Tang poetry is the representative of traditional Chinese literature and one of the highest achievements of Chinese poetry creation. There are more than 50,000 poetries written by over 2,200 poets in the Tang dynasty, which have a far-reaching influence on Chinese culture and even world culture. At present, there are a large number of experts in China who conduct researches on Tang poetry and have made fruitful achievements (Li, 2010).
As one of the important fields of DH, Tang poetry has accumulated a large amount of data resources. However, these resources are scattered, sparse and lack effective organization. In the field of Tang poetry, knowledge extraction can provide a solution to transform multi-source heterogeneous data into “intelligent” linked data, i.e. entities and relationships between them.
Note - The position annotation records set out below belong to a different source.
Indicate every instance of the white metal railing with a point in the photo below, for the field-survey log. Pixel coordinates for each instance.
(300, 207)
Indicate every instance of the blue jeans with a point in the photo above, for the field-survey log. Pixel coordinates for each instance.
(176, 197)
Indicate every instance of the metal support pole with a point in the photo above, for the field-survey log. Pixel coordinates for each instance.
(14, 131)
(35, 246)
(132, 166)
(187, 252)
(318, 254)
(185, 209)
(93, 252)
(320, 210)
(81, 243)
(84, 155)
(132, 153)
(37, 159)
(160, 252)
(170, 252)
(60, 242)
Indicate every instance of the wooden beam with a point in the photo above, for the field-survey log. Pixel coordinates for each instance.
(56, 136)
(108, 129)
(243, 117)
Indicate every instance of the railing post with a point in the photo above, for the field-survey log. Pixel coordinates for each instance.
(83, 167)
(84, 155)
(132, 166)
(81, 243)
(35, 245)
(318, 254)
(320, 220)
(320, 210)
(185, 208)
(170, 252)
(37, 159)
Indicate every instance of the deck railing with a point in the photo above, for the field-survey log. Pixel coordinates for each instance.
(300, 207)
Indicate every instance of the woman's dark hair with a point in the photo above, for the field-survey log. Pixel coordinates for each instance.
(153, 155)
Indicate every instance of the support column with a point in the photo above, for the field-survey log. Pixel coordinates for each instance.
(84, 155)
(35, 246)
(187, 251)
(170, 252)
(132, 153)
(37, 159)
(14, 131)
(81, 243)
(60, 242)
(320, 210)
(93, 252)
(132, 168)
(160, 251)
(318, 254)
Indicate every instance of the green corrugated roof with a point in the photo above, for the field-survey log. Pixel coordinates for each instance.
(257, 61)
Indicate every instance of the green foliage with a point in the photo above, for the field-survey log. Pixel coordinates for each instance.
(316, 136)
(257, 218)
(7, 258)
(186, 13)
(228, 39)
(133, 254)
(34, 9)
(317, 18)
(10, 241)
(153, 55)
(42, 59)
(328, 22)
This, in turn, provides a solid foundation for knowledge association and reasoning, which supports DH studies and intelligent applications.
In this paper, we study the problem of extracting knowledge from unstructured texts of Tang poetry. However, it is not an easy task because of the large scale of data and the unique characteristics of Tang poetry. Firstly, Tang poetry is a type of ancient Chinese text that has unique terms of words, sentence patterns, grammar and rhyme schemes. Secondly, state-of-the-art knowledge extraction techniques such as machine learning and deep learning are lack of training instances and prior knowledge (Alani et al., 2003), thus cannot be directly applied to such humanities research. Last but not least, knowledge extraction relying on domain experts is costly and not scalable to a large amount of data. Although some studies (Plaisant, 2006) combined the efforts of domain experts and computer systems in the DH field, they still cannot...